Support upsample_trilinear3d

likesum commented 1 year ago

Name of layer type: upsample_trilinear3d
Is this a PyTorch or a TensorFlow layer type: PyTorch
Your version of coremltools: 6.2
Your version of PyTorch/TensorFlow: 1.12.1
Impact of supporting this layer type. Why is adding support for this layer type important? Is it necessary to support a popular model or use case? Trilinear 3d upsampling is commonly used in 3d networks, volumetric rendering, 3d look-up tables and many other cases. Pytorch supports trilinear mode in torch.nn.functional.interpolate, torch.nn.Upsample.

Example to reproduce:

import torch
import coremltools as ct
import torch.nn.functional as F

class Net(torch.nn.Module):

  def forward(self, x):
    return F.interpolate(x, scale_factor=2.0, mode="trilinear")

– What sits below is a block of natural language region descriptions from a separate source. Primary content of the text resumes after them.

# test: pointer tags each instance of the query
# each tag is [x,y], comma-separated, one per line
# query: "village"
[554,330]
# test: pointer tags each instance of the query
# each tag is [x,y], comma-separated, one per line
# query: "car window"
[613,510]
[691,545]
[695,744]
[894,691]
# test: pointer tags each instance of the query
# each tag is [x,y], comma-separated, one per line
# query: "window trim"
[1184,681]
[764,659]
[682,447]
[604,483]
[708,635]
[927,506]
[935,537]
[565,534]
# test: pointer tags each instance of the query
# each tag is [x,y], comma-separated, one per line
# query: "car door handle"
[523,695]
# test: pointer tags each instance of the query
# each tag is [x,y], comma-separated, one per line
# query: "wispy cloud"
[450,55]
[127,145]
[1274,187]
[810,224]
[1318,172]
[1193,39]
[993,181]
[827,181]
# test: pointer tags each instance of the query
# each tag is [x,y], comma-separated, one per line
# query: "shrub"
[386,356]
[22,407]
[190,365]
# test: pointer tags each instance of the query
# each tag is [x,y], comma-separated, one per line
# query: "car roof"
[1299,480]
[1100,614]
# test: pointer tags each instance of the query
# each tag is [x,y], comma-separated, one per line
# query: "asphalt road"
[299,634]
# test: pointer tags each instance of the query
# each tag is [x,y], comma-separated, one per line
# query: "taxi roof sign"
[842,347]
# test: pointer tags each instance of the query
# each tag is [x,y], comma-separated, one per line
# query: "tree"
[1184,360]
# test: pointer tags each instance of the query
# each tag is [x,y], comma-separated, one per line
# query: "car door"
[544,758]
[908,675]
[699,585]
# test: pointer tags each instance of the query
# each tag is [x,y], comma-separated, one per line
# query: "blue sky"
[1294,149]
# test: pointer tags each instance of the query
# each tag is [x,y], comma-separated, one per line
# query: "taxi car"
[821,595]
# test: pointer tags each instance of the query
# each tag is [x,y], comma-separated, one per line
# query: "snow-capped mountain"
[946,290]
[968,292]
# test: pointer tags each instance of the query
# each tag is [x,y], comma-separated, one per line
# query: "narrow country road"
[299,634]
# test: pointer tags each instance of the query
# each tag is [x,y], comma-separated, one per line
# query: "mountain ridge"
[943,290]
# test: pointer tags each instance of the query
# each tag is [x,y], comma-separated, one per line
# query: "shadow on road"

class Net2(torch.nn.Module):

  def __init__(self) -> None:
    super().__init__()
    self.upsample3d = torch.nn.Upsample(scale_factor=2.0, mode="trilinear")

  def forward(self, x):
    return self.upsample3d(x)

input_tensor = torch.zeros([1, 8, 16, 16, 16], dtype=torch.float32)

# Check torch.nn.functional.interpolate
torch_model = Net()
traced_model = torch.jit.trace(torch_model, input_tensor)

model_ct = ct.convert(traced_model,
                      inputs=[ct.TensorType(shape=input_tensor.shape)])

# Check torch.nn.Upsample
torch_model = Net2()
traced_model = torch.jit.trace(torch_model, input_tensor)

model_ct = ct.convert(traced_model,
                      inputs=[ct.TensorType(shape=input_tensor.shape)])

Error message:

RuntimeError: PyTorch convert function for op 'upsample_trilinear3d' not implemented.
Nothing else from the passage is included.